The question is $$\lim_{x\to\infty}(\sqrt{x^2+1} - x)(x+1) $$ I know the answer is $\frac{1}{2}$ and I found it using this equality :

$$(\sqrt{x^2+1} - x)(x+1) = \frac{x+1}{\sqrt{x^2+1} + x}$$

But is there any other way to solve this?
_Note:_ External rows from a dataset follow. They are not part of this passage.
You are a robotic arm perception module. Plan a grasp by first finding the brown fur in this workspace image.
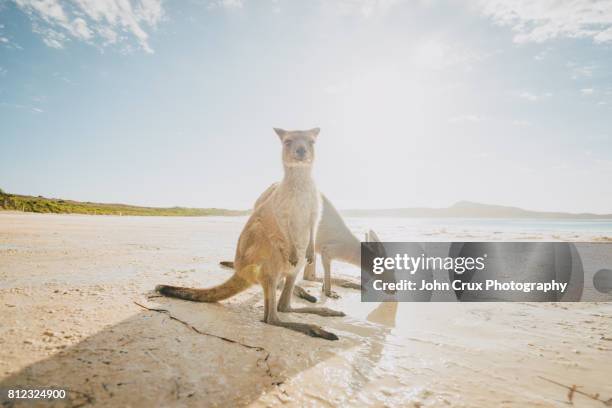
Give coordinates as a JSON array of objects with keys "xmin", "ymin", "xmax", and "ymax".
[{"xmin": 156, "ymin": 129, "xmax": 344, "ymax": 340}]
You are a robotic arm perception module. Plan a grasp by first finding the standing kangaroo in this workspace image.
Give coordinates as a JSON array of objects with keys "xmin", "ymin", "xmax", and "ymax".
[
  {"xmin": 220, "ymin": 192, "xmax": 386, "ymax": 302},
  {"xmin": 156, "ymin": 128, "xmax": 344, "ymax": 340}
]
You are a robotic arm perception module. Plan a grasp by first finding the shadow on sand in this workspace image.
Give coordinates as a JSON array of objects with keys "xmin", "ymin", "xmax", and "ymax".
[{"xmin": 0, "ymin": 299, "xmax": 396, "ymax": 407}]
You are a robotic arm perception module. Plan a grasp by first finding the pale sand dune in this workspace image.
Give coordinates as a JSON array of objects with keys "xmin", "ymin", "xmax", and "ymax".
[{"xmin": 0, "ymin": 213, "xmax": 612, "ymax": 407}]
Any hints would be appreciated.

Answer 1

Just for fun, try letting $x=\tan\theta=\sin\theta/\cos\theta$ with $\theta\to\pi/2^-$, and use

$$\sqrt{\tan^2\theta+1}=\sqrt{\sec^2\theta}=\sec\theta={1\over\cos\theta}$$

so that

$$\begin{align} (\sqrt{x^2+1}-x)(x+1) &=\left({1\over\cos\theta}-{\sin\theta\over\cos\theta}\right)\left({\sin\theta\over\cos\theta}+1\right)\\ &={(1-\sin\theta)(\sin\theta+\cos\theta)\over\cos^2\theta}\\ &={(1-\sin\theta)(\sin\theta+\cos\theta)\over1-\sin^2\theta}\\ &={\sin\theta+\cos\theta\over1+\sin\theta} \end{align}$$

We get

$$\lim_{x\to\infty}(\sqrt{x^2+1}-x)(x+1)=\lim_{\theta\to\pi/2^-}{\sin\theta+\cos\theta\over1+\sin\theta}={1+0\over1+1}={1\over2}$$

Answer 2

Use binomial series:

$\sqrt{1+\dfrac1{x^2}}=1+\dfrac1{2x^2}\cdots$

Addendum with further explanation:

$\lim\limits_{x\to\infty}(\sqrt{x^2+1} - x)(x+1) $

$=\lim\limits_{x\to\infty}\left(\sqrt{1+\dfrac1{x^2}}-1\right)x(x+1)$

$=\lim\limits_{x\to\infty}\left(1+\dfrac1{2x^2}\cdots-1\right)(x^2+x)$

$=\lim\limits_{x\to\infty}\left(\dfrac1{2x^2}\cdots\right)(x^2+x).$

Can you take it from here?